Legendary Granny: Her writing and her life

By Zhou Honghu


GUANGZHOU Xue’eryou Bookstore, Nov. 6, 2016 – Invited by International Writers’ Workshop at Sun Yat-sen University, Legendary Granny Jiang Shumei and her daughter Ailing (originally named Zhang Ailing) from Heilongjiang Province, had a conversation on writing and life with Prof. Fan Dai, founding director of the University’s Center for English-language Creative Writing.

The writing experience of Jiang is an inspiring legend in itself. Born in Shandong Province in 1937, she had been an illiterate manual laborer and housewife before she learned to read at the age of 60 and started to write when she was already 76. In her published books, she has recorded details about war time, the famine and the adversity she underwent in her life, which coincided with the course contemporary China has gone though in the last century.

At the event, Granny Jiang, white-headed and wearing a well-tailored Cheongsam, was so elegant that it was hard to imagine her illiterate past. According to Ailing, Jiang was beautiful in her youth but pined away when Ailing’s father passed away in an accident. It was writing that altered her attitude and disposition. Jiang did not have any confidence nor joy in her eyes until she started to read and write.

When it came to adversity, Granny Jiang always kept her father’s words in mind. Back in the days of the famine, her father told Jiang to find solutions rather than to surrender to difficulties and let go what was irreparable. In 1996, Jiang’s husband died from a car accident. To relieve her sorrow, she began to learn to read at the age of 60, which eventually led her to write such works as Disorderly Times, Difficult Times, Sow Thisthle & Sugarcane Bud and Slender Neck Woman. These books were well received and won several prizes.

Jiang did not use any punctuation or even paragraphs at first. But with Ailing’s encouragement and instructions, the mother student soon caught up. They shared with the audience many anecdotes from Jiang’s writing such as Grandson’s laughing at her wrong stroke order, her writing on top of the couch cushion and her frequent fieldtrips to collect folktales, to becoming the best auditing student in the Lu Xun Academy of Writers.

In Ailing’s eyes, her mother knew little about writing skills or literary theories, but instead, she created unconsciously through her own understanding. She does not reason or preach, which is totally different from the sentimental or extravagant style of the literati. Nonetheless, she was absorbed in telling stories with details. Like story-tellers in older times, she revealed vivid and unforgettable details in her works, such as the ancient custom of foot-binding. People who have read her books have remarked that each word in her writing appears to be screwed onto the page.

Jiang loves to read with Ailing in her spare time. She is fond of Mo Yan, whose works from her hometown Shandong Province reverberated in her heart.
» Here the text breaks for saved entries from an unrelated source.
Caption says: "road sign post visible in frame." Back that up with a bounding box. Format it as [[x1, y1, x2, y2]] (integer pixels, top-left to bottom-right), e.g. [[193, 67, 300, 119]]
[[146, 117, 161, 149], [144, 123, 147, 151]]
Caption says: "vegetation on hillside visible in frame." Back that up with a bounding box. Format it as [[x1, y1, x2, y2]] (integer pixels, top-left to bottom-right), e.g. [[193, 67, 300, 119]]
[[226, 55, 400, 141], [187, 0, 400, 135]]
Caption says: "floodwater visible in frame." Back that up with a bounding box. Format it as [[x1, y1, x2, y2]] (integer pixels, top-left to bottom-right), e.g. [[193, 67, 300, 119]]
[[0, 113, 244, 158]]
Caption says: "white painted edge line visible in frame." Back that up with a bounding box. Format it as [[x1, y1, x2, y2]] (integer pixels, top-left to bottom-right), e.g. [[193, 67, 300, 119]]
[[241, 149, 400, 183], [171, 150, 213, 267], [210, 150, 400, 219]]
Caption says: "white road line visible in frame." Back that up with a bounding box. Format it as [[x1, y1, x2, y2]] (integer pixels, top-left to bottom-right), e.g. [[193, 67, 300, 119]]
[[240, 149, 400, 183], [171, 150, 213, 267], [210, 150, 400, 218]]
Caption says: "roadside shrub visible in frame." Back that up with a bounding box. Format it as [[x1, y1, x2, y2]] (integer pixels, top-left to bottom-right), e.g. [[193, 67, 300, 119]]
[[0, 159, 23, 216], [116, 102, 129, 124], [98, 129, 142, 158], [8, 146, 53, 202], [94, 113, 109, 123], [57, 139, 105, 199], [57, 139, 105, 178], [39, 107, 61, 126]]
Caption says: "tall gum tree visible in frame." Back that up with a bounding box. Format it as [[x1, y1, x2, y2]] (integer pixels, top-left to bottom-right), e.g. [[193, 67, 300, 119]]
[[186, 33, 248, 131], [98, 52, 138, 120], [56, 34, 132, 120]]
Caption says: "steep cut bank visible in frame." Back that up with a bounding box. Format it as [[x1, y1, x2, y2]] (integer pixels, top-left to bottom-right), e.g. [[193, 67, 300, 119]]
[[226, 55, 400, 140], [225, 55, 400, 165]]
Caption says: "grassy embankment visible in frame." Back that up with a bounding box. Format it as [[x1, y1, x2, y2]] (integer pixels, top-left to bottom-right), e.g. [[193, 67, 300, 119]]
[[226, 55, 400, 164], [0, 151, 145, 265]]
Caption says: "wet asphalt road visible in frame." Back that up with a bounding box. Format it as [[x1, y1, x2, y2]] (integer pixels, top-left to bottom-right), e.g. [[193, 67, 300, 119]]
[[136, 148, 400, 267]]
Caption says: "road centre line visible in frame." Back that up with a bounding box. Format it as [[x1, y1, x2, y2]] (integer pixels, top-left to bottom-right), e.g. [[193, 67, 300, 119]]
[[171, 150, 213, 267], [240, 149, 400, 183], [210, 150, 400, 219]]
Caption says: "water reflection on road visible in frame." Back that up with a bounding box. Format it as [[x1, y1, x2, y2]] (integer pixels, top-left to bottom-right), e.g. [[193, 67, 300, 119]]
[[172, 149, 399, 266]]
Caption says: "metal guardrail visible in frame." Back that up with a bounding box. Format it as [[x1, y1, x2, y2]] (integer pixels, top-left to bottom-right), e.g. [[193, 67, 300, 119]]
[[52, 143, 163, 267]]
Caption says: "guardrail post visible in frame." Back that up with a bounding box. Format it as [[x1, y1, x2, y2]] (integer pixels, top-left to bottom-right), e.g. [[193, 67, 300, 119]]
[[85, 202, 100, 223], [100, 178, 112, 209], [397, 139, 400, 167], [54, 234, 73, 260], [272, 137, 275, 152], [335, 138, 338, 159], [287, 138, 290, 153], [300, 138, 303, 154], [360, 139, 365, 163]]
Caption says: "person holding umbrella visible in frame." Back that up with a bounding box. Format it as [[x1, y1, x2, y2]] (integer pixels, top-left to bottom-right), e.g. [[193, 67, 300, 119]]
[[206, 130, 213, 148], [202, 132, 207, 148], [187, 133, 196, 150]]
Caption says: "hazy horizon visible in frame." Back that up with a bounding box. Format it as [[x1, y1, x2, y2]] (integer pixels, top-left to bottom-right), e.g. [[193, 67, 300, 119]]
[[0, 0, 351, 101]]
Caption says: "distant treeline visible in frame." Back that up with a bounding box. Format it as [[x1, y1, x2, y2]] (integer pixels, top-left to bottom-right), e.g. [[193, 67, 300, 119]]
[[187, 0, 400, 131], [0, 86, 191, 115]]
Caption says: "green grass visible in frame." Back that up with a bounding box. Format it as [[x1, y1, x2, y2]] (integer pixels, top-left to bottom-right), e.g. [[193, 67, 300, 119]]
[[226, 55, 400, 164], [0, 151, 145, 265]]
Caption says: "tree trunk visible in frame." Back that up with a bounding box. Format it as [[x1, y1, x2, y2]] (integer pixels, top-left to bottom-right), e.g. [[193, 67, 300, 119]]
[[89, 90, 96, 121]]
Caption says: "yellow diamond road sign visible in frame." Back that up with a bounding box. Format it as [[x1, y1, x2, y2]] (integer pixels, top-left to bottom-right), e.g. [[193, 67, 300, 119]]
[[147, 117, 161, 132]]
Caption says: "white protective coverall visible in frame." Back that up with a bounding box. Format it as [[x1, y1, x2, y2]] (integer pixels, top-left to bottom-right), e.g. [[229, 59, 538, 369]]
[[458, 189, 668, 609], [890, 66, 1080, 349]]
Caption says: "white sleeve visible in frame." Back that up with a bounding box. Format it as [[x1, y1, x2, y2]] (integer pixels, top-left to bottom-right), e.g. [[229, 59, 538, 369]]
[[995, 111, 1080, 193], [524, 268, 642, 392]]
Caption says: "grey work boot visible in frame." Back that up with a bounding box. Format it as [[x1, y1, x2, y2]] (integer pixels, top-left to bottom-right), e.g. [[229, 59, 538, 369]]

In her reading, Jiang simply makes a choice by judging whether the novels are interesting or not, and the same can be said about her writing, which based on the enthusiastic response of the audience is remarkable and fascinating for sure.

Besides reading and writing, Jiang has also started to paint. She even did her own illustrations for her second book. She said with a smile, I never knew the word ‘dream’ before, but now I have a dream of my own, to become a painter by the age of 90. When her neighbor wished she could live up to one hundred years old, Granny Jiang only responded with two words: Not enough!

The audiences were deeply moved by Jiang’s optimism, humor, simplicity and innocence. They laughed and applauded her throughout the conversation.

When asked mother and daughter get along with each other after her mother started to write, Ailing, also a famous writer, praised her mother’s writing for its down-to-earth approach, instead of self-centered literary tone. It was her mother who motivated Ailing to set off on a new path in writing. She complimented her mother’s progress and offered appropriate suggestions at the same time.

To write stories, the two often went out to collect materials, which Granny Jiang called Stocking Shelves. Granny has such a strong interview ability that she can commence an interview with anyone she meets in five minutes and get them to open up about themselves. Materials they collected fell into two categories, folktales and family histories respectively. The former could be recreated and extended, but the latter must be based on the facts and should be corroborated by the descendants of the family. Many elements such as time and location cannot be changed and the background information needs to be verified. 

In Granny Jiang’s eyes, the most troublesome part about her writing does not lie in skill but in emotion. She felt it was extremely difficult to write about famine and the death of her beloved husband.

The conversation, which lasted for over an hour, enabled everyone to comprehend that literary creation requires not only technical mastery but also the depths of lived experience.